President Trump at a rally in Butler, Pa., on Saturday. For months, Democrats have worried that Mr. Trump might try to gin up a game-changing moment to disrupt the election.

By Shane Goldmacher and Adam Nagourney
Published Nov. 1, 2020
Updated Nov. 3, 2020

President Trump began the fall campaign rooting for, and trying to orchestrate, a last-minute surprise that would vault him ahead of Joseph R. Biden Jr.

A coronavirus vaccine. A dramatic economic rebound. A blockbuster Justice Department investigation. A grievous misstep by a rival he portrayed as faltering. A scandal involving Mr. Biden and his son Hunter.

But as the campaign nears an end, and with most national and battleground-state polls showing Mr. Trump struggling, the cavalry of an October surprise that helped him overtake Hillary Clinton in 2016 has not arrived.

That has left Mr. Trump running on a record of an out-of-control pandemic …

On the other hand, how big a difference would it have made in voting if Pfizer had announced on the day before the election that it had efficacious results after, say, its second checkpoint of 62 cases?

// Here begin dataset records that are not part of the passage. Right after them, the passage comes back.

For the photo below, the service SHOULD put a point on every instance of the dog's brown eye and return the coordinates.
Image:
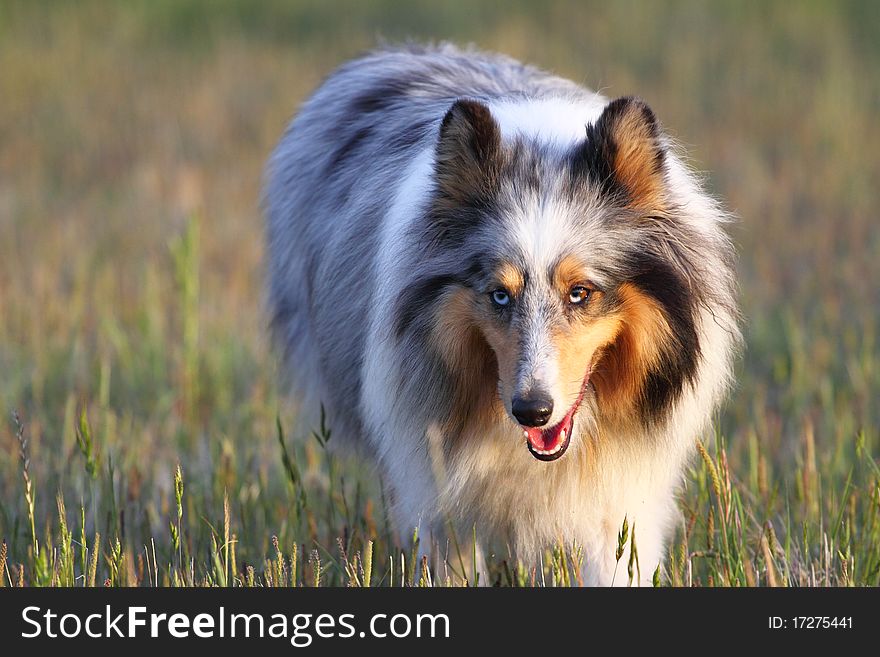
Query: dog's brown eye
(579, 294)
(500, 297)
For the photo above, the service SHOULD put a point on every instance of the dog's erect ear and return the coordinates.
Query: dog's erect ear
(468, 150)
(624, 154)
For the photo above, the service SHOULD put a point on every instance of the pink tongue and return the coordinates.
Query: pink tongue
(547, 439)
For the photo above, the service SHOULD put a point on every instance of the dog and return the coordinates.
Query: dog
(509, 291)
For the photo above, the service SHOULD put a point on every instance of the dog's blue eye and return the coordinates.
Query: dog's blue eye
(500, 297)
(579, 294)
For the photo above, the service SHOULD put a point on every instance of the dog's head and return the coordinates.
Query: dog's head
(565, 277)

The most plausible route for Trump to win in an election with tons of early voting would have been to flip Georgia, Arizona, and Nevada, leading to a 269-269 tie in the Electoral College. The Constitution says in that case that the House would choose the winner, with each state’s delegation getting one vote. I believe Trump would have therefore been re-elected on a strict party line vote.

But would that actually have happened? Consider how much financial, moral, blackmail, and violent pressure there would have been to flip one of 269 Trump Electoral College voters.

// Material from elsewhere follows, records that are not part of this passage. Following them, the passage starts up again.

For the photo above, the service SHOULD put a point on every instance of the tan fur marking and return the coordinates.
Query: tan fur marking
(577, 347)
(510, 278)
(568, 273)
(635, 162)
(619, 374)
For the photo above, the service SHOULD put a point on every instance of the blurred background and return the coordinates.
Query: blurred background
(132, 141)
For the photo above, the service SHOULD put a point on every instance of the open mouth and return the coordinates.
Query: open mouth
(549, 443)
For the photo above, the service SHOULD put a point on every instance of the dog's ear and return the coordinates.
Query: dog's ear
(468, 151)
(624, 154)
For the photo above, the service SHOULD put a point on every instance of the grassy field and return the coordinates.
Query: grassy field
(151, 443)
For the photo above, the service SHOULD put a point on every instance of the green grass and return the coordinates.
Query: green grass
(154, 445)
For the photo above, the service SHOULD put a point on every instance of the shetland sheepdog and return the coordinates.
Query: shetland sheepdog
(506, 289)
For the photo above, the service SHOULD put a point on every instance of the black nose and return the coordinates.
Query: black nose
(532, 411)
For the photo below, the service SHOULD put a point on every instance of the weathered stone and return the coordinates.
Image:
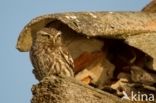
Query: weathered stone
(66, 90)
(139, 75)
(126, 25)
(151, 7)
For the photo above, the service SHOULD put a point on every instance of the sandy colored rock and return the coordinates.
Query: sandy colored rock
(116, 25)
(66, 90)
(151, 7)
(139, 75)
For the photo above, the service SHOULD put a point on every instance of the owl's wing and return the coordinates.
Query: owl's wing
(67, 57)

And, if that didn’t work, it’s hard not to imagine that The Establishment wouldn’t have organized a storming of the Capitol to intimidate the House into electing Biden.

In that timeline, we’d ever since be reading non-stop tributes in the Washington Post to the Heroes of January 6 Who Saved Democracy by charging into the House past the fascist Capitol Police and physically keeping the GOP from hijacking the election by Republicans acting all nit-picky over the precise wording of the Constitution. Sorry about all the arson in the Capitol by overly enthusiastic Antifa, but as President Biden said in his State of the Union address held in the Temporary Capitol in the Washington Wizards arena, we will Build Back Better.